Shit. What if Grunting Creepy Man was a swimmer? What if she had to share a lane with him?
She wouldn’t. She’d run back up to the treadmills and walk with DL and watch So You Think You Can Dance rather than share a lane with him.
DL gives him one of her Sicilian Glance Overs. “It’s a Guy Thing.”
He grunts on the machine right next to the one that Penelope wants to do next. But she can’t. His Creepiness exudes into the air with Stay Away from me Vibes.
DL starts on another machine and Penelope follows her, still eyeing him. DL glances over at him again, then announces, “It’s like he’s a Serial Killer.”
Penelope bursts out laughing. DL joins in.
It is so true! He is a Serial Killer! Penelope can’t stop laughing. Why is it so funny? It’s just such an apt description.
Poets. They get it right so much of the time, don’t they?
DL ambles over to the treadmills and Penelope follows her, but she can’t stop laughing as they start their machines and turn on the TVs. Ted Bundy rises from the dead at the Oakland Y.
He is dead, isn’t he?
“I gotta hit the pool before it gets too late,” Penelope says to DL. DL nods. “Don’t let Ted Bundy get to close to you,” Penelope whispers, still giggling.
“Don’t worry about me. I can handle him,” DL says, turning on the Giants game.
Penelope knows this is true. But still, he is creepy. She takes one last look at him, still grimacing on the same torture machine from 20 minutes ago. Of course he would hog one machine. But she wasn’t gonna ask him to move. Serial Killers scared her. Even if she did have the Sicilian Protection of DL close at hand.
“What year is it? Can you tell us your name? Have you felt this way before? Are you dieting?”
The questions come fast and furious from the group of hunky firemen clustered around some poor woman on a stretcher in the women’s locker room.
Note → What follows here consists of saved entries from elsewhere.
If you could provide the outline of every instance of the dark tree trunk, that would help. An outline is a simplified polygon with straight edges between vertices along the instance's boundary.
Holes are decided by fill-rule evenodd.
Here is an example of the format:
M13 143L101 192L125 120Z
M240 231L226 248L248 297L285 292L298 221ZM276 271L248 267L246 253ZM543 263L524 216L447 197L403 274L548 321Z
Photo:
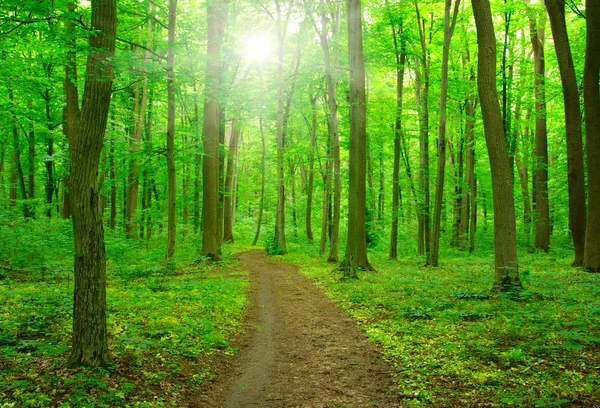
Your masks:
M550 248L550 206L548 203L548 133L546 127L546 62L544 19L531 19L531 44L535 61L535 248Z
M254 240L252 241L252 246L256 245L258 242L258 238L260 237L260 226L262 225L262 217L263 210L265 208L265 156L266 156L266 146L265 146L265 132L263 130L262 118L259 119L259 127L260 127L260 141L262 145L262 153L260 156L260 203L258 205L258 221L256 224L256 234L254 234Z
M581 266L585 248L586 211L579 88L567 34L565 3L561 0L545 0L545 2L550 16L552 38L554 39L554 48L558 68L560 69L565 105L569 228L571 229L575 249L575 259L571 266Z
M494 196L495 282L493 292L521 288L517 262L514 192L502 114L496 90L496 37L489 0L472 0L477 26L477 84Z
M588 219L583 267L600 272L600 0L586 0L583 97L588 165Z
M175 174L175 87L173 60L177 0L169 0L169 51L167 53L167 262L175 256L177 239L177 176Z
M308 183L306 186L306 238L314 241L312 231L313 189L315 181L315 149L317 147L317 98L311 95L310 106L312 113L310 128L310 155L308 158Z
M219 259L219 67L221 40L227 21L226 1L214 0L208 4L208 41L206 85L204 88L204 122L202 160L202 251L213 260Z
M357 277L357 269L373 270L367 258L366 198L367 109L360 0L347 0L348 59L350 67L350 160L348 239L343 277Z
M223 198L223 242L233 242L234 175L236 157L240 143L240 121L234 119L231 123L231 139L227 154L227 170L225 176L225 196Z
M72 5L70 7L72 9ZM101 366L109 361L106 332L106 256L104 227L98 211L98 165L108 120L117 29L114 0L93 0L85 90L79 124L72 129L71 193L75 235L75 288L71 366ZM71 30L71 28L68 28ZM74 45L71 43L70 45ZM68 47L70 52L72 47ZM67 61L67 83L71 81ZM76 96L76 93L70 96ZM69 95L67 96L69 98ZM73 109L68 106L67 110ZM72 117L72 116L71 116ZM71 130L73 130L71 132Z
M440 124L438 127L438 166L435 186L435 205L433 209L433 230L428 263L438 266L440 251L440 223L442 215L442 201L444 200L444 177L446 174L446 103L448 97L448 60L450 56L450 41L456 25L458 16L458 5L460 0L454 3L454 13L450 18L452 0L446 0L444 12L444 50L442 55L442 84L440 94Z
M398 259L398 218L400 204L400 156L402 152L402 104L404 95L404 65L406 64L406 40L403 26L398 30L392 23L392 39L396 57L396 121L394 123L394 170L392 176L392 228L390 234L390 259ZM401 36L398 44L398 35Z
Yet none of the women strolling about seemed concerned about the men being in their domain: this seemed quite strange to Penelope. She remembered a time when Sandy was all up in arms about just this sort of situation. Men coming into the women’s locker room without warning. Even if it was for an emergency. Maybe there had been advance warning and all these women gossiping and dressing just didn’t care?
Well, one good thing. They were all big and strong and handsome. And while Penelope felt really sorry for the poor woman who was being grilled on the stretcher; on the other hand, if the Serial Killer ended up following her down to the pool, she knew who to call.
“I saw Marianna the other day. And you know she’s pregnant, right?”
Penelope nods at Handsome Walking Man who works with the beauteous Marianna Snowboarder swimmer who’s moved to Orinda and gotten knocked up.
“Yes, how’s she doing?”
“Oh, she is so great. Why I haven’t seen her so happy ever!” he beams, stretching before his water walking workout.
“Is she still swimming?” Penelope asks, remembering how her sister swam during her pregnancy and how she’d said this made her feel wonderful.
“I don’t know. I don’t think so, but she was playing tennis. She’s just so happy!” he repeats before taking off down the lane.
Cuz who wouldn’t want to keep up with a beautiful Latina in the Pool?
But if she was happy now, well that was all that mattered, right? Though how she could be happy without swimming was a mystery to Penelope.
She glanced up at the clock to check the time. 9:15—time for her last set of kicking. Reaching for the kickboard, she gulped.
Those boots. Big and new and clunky. Why was someone wearing big work boots on the pool deck?
No..... it couldn’t be......
Of course it wasn’t. Penelope had just imagined that one in her chlorinated haze at the end of what had been a kinda strange evening.
"You finished with the kickboard?" Weary Lifeguard nodded at her. Shaking her head, she grinned, "Nope, got a couple more laps to do, okay?"
And off she zoomed, down the lane, her chlorinated haze lifting with each exuberantly finned kick.